Il tema dell’incomprensibilità, vero tormentone stucchevole del film, attraversa le due istituzioni: se è goffamente messo in scena nei rapporti uomo-donna che sono alla base della famiglia, è meno banalizzato anche se più vago nei confronti dei motivi scatenanti la guerra. Sì, c’è una certa presa di distanza dalla schiavitù, cardine ideologico del conflitto in questione, ma nemmeno troppa perché diversamente avrebbe voluto dirsi schierarsi da qualche parte e per smuovere Charlie dalla sua apatia politica gli dovranno praticamente rapire il figlio piccolo. Questi è l’unico un po’ definito tra la prole maschile del vedovo: ed è la stessa trama a non mettere mai i giovanotti in questione in particolare risalto, finendo per farne figure anonime. Il fatto poi che l’attore più famoso tra essi sia probabilmente Patrick Wayne (è James), sembra un ulteriore conferma di una voluta ricerca di anonimato per questi personaggi: il figlio di John Wayne può essere infatti l’emblema di una persona schiacciata totalmente dall’ombra del padre. Insomma, nonostante ci sia, verso la fine, un ulteriore passaggio in cui il padre Charlie cerchi di lasciare in modo più esplicito libertà d’azione ai figli, durante la ricerca di Robert (Philliph Alford), il citato ultimogenito catturato dai nordisti, l’impressione è che la figura paterna sia davvero troppo predominante.

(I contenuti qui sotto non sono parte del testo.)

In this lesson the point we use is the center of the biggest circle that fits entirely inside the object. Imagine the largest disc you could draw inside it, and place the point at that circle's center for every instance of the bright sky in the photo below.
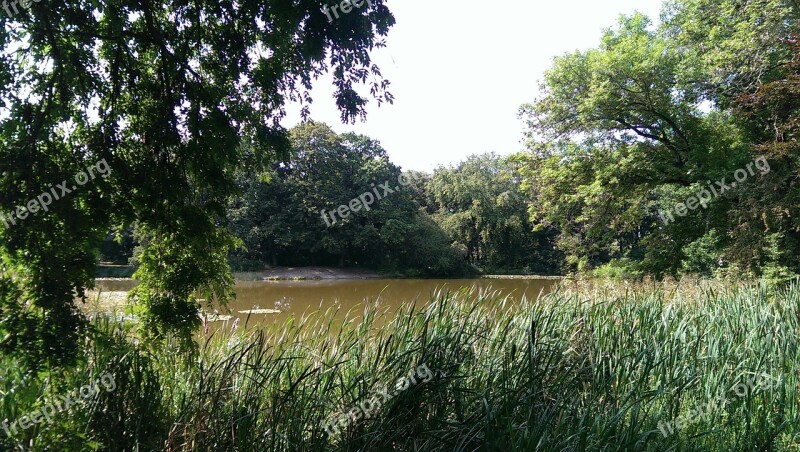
(460, 71)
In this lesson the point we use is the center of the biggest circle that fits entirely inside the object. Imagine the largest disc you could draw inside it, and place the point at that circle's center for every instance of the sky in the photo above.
(459, 72)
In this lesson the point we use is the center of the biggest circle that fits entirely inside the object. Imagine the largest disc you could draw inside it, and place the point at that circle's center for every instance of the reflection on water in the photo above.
(268, 301)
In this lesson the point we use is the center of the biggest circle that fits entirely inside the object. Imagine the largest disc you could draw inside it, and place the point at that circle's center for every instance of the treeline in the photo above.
(314, 209)
(668, 149)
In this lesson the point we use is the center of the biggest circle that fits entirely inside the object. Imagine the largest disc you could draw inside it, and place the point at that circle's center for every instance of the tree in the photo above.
(480, 205)
(175, 98)
(289, 217)
(624, 132)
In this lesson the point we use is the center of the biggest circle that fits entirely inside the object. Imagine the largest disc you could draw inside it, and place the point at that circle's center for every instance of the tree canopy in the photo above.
(176, 97)
(655, 115)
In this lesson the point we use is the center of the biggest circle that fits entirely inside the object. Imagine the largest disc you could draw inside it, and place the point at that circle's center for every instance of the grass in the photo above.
(590, 367)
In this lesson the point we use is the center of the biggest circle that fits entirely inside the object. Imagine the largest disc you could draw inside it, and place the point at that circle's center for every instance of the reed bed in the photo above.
(588, 367)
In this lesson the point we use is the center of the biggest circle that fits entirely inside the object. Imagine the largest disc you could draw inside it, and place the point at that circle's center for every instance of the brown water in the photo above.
(278, 300)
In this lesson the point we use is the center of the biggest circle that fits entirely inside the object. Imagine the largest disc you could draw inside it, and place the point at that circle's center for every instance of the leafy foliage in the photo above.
(176, 97)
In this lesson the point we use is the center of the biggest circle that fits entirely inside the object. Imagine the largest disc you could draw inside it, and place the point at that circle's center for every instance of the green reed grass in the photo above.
(589, 367)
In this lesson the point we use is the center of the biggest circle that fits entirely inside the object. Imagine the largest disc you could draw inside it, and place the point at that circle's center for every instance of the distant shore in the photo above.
(109, 272)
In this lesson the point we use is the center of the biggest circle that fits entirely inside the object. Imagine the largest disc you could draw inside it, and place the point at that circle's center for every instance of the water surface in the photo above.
(269, 301)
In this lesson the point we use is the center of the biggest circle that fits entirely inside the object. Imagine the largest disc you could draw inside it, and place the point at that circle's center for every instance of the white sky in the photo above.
(460, 71)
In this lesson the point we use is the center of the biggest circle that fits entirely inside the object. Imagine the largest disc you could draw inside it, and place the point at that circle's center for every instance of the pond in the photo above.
(275, 301)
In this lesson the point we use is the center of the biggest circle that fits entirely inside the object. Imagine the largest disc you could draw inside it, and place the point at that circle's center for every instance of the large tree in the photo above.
(175, 97)
(624, 132)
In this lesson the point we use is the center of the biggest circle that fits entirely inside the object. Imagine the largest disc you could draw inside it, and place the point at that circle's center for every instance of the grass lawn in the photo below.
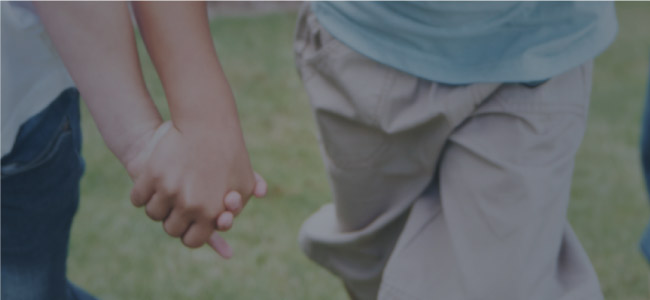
(118, 253)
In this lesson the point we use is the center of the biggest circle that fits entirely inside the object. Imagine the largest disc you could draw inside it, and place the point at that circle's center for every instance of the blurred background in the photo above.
(118, 253)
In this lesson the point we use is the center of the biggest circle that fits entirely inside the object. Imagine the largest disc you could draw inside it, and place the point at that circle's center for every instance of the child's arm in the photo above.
(177, 36)
(97, 45)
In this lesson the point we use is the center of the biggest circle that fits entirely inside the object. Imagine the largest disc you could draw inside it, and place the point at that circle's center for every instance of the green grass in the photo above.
(118, 253)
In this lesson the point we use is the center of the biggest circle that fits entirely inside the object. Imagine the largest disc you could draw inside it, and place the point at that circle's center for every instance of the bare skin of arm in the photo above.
(97, 44)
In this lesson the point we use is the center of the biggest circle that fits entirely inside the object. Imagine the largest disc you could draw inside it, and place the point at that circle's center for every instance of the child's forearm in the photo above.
(97, 45)
(178, 40)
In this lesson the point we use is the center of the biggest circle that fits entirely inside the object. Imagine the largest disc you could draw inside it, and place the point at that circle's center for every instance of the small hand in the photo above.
(234, 206)
(178, 177)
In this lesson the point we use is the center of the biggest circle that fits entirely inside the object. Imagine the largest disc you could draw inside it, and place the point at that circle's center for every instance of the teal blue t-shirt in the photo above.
(467, 42)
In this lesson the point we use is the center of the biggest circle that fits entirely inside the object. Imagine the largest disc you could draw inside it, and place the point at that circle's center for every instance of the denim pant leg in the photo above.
(40, 195)
(645, 164)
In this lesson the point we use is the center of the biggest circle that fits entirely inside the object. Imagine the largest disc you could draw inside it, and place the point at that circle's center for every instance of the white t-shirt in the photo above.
(33, 74)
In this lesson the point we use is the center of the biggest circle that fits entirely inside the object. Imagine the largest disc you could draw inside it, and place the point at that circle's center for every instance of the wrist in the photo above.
(139, 143)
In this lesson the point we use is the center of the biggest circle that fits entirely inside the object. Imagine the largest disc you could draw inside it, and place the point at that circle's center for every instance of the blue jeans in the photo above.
(40, 195)
(645, 164)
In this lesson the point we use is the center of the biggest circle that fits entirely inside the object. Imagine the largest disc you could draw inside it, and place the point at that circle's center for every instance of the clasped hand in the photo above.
(195, 182)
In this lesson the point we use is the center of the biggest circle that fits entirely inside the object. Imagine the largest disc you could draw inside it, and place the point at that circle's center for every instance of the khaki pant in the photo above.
(444, 192)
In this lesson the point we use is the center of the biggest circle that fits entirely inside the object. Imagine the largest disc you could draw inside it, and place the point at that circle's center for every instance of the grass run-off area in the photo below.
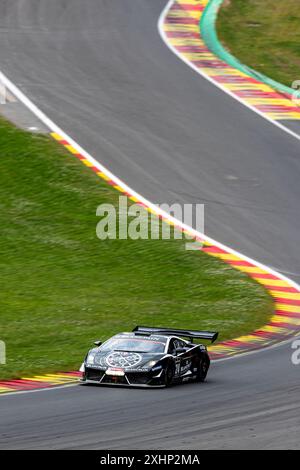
(263, 34)
(61, 287)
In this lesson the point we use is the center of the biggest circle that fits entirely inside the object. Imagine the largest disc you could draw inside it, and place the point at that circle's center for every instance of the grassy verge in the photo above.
(263, 34)
(61, 287)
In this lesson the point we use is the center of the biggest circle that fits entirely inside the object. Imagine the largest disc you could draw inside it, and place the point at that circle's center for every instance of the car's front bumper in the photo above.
(132, 379)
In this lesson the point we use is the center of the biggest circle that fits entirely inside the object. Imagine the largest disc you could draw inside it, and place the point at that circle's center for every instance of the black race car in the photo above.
(148, 357)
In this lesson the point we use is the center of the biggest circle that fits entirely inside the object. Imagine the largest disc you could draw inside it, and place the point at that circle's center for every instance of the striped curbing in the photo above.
(181, 27)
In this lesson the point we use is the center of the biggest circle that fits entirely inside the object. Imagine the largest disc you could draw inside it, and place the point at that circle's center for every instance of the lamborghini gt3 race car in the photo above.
(148, 357)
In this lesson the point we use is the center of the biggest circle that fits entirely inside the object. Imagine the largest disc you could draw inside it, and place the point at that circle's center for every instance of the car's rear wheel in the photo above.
(168, 375)
(203, 367)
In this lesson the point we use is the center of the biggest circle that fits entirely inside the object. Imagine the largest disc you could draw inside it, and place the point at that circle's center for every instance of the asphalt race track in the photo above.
(100, 70)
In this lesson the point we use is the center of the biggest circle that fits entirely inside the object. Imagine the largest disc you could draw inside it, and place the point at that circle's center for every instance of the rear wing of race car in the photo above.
(191, 334)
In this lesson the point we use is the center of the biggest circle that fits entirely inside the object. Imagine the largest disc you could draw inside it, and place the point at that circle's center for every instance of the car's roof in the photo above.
(154, 337)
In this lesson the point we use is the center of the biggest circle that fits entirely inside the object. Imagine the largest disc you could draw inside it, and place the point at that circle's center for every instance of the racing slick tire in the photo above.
(202, 369)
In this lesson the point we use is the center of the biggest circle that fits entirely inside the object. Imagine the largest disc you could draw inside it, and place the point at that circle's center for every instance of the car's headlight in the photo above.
(91, 358)
(151, 364)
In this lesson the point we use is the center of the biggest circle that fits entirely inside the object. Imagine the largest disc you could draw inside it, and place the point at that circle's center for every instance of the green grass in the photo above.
(61, 287)
(263, 34)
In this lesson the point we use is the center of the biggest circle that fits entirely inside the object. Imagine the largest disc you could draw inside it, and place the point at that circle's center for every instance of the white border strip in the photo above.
(54, 128)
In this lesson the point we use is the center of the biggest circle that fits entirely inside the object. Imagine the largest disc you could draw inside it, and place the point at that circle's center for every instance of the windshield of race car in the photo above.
(134, 344)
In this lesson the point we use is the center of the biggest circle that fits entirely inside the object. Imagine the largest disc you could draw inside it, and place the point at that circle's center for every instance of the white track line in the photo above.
(54, 128)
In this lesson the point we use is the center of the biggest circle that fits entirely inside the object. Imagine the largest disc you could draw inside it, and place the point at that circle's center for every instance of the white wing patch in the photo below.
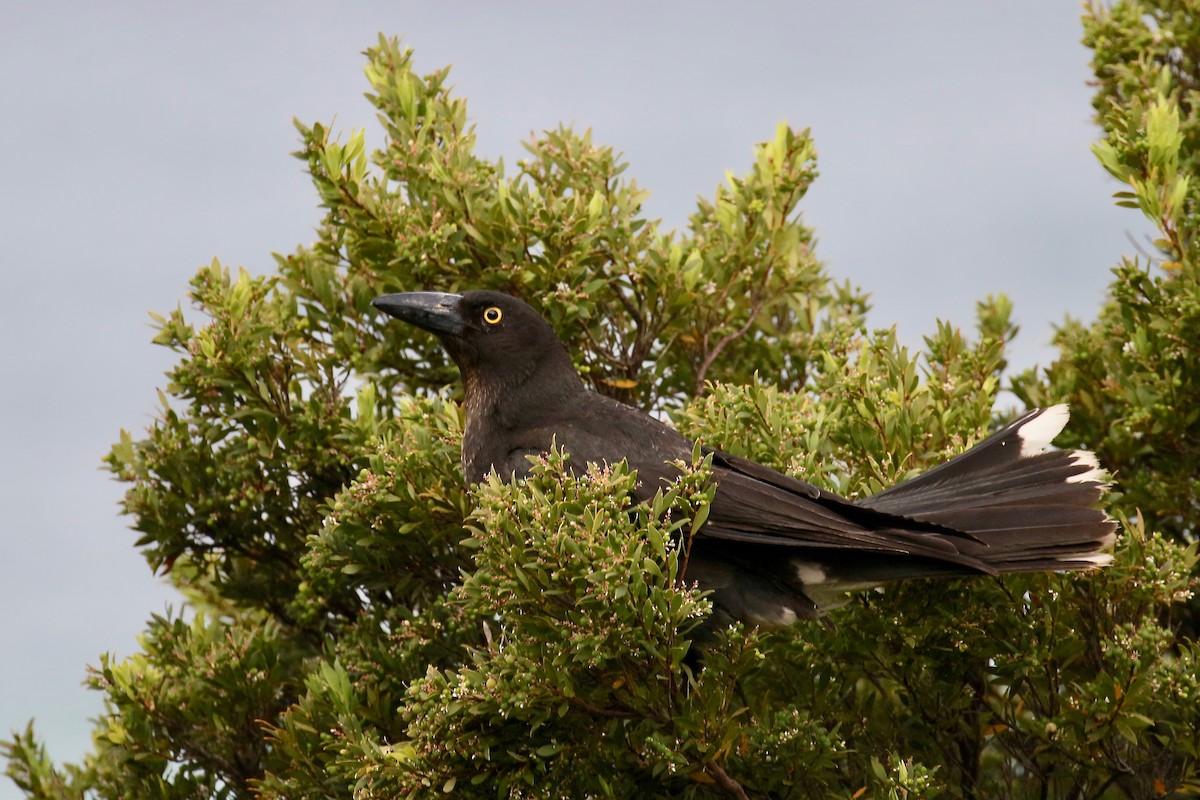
(1037, 434)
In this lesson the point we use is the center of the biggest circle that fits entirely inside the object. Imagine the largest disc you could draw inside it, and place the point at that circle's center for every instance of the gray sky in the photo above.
(143, 139)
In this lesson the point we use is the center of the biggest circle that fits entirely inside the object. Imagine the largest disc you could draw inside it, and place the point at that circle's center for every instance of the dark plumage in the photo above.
(774, 548)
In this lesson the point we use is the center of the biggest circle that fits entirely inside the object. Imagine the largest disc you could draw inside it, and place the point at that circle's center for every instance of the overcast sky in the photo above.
(143, 139)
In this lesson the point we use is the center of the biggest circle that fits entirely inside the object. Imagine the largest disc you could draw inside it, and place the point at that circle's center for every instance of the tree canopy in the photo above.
(360, 624)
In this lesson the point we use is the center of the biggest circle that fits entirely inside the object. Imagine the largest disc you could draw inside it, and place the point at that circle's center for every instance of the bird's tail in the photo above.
(1025, 509)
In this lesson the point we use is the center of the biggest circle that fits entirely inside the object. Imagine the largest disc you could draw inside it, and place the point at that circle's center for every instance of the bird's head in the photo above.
(497, 341)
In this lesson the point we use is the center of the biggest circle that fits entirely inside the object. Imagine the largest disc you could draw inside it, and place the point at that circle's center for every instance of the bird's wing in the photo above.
(760, 505)
(753, 504)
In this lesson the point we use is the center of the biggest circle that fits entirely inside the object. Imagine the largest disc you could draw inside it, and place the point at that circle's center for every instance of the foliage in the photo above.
(361, 624)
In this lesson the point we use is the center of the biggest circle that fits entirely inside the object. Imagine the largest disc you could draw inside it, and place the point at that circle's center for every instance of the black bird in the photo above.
(774, 548)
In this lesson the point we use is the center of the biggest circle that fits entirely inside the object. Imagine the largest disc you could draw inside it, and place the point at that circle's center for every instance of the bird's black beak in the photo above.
(432, 311)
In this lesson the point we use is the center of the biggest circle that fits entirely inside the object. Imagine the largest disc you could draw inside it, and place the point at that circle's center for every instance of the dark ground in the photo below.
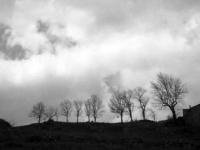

Il che non sarebbe neanche un male, in sé; purtroppo Jimmy Stewart non è più quello di un tempo e non regge come dovrebbe mentre lo schermo finisce troppo spesso ingombrato da personaggi senza alcuno spessore. 

A distinguersi in modo inevitabile è la figlia, Jennie (Rosemary Forsyth), in quanto unica femmina della nidiata e forse aiutata dalla buona presenza scenica; in questo senso bene anche la nuora Ann (Katerine Ross), ma niente di imprescindibile, sia chiaro. Il problema del film, che, come detto, verte sulla vana intenzione degli Anderson di tenersi fuori dalla guerra, è che ci sono troppi ingredienti e McLaglen non sembra cuoco all’altezza del compito. Il racconto vuole essere epico, la guerra tra americani, sentimentale, la love story tra Jennie e Sam (Doug McClure), tragico, le morti dei figli di Charlie, leggero, le gag del più piccolo degli Anderson, e nel cercare di far di tutto questo un film coerente il regista finisce troppo spesso per ricorrere ad ovvi cliché. Gli incontri casuali, come quello che salva la vita a Robert sul campo di battaglia, i pretesti narrativi prevedibili, il berretto da sudista trovato dallo stesso ragazzo che si rivela poi cruciale, incanalano la vicenda in modo inevitabile, nonostante i molti elementi in gioco finiscano poi per mantenerla comunque un minimo interessante. Ma non in modo del tutto soddisfacente: Shenandoah, la valle dell’onore, in definitiva, assomiglia ad una barca che va lungo il fiume, assecondando la corrente senza che il timoniere dia segni di avere la personalità necessaria per imprimere una qualche forma di rotta. E, sotto la sua guida, perfino un veterano come Jimmy Stewart finisce per mostrare un po’ la corda. E questo è il peccato più grande del film.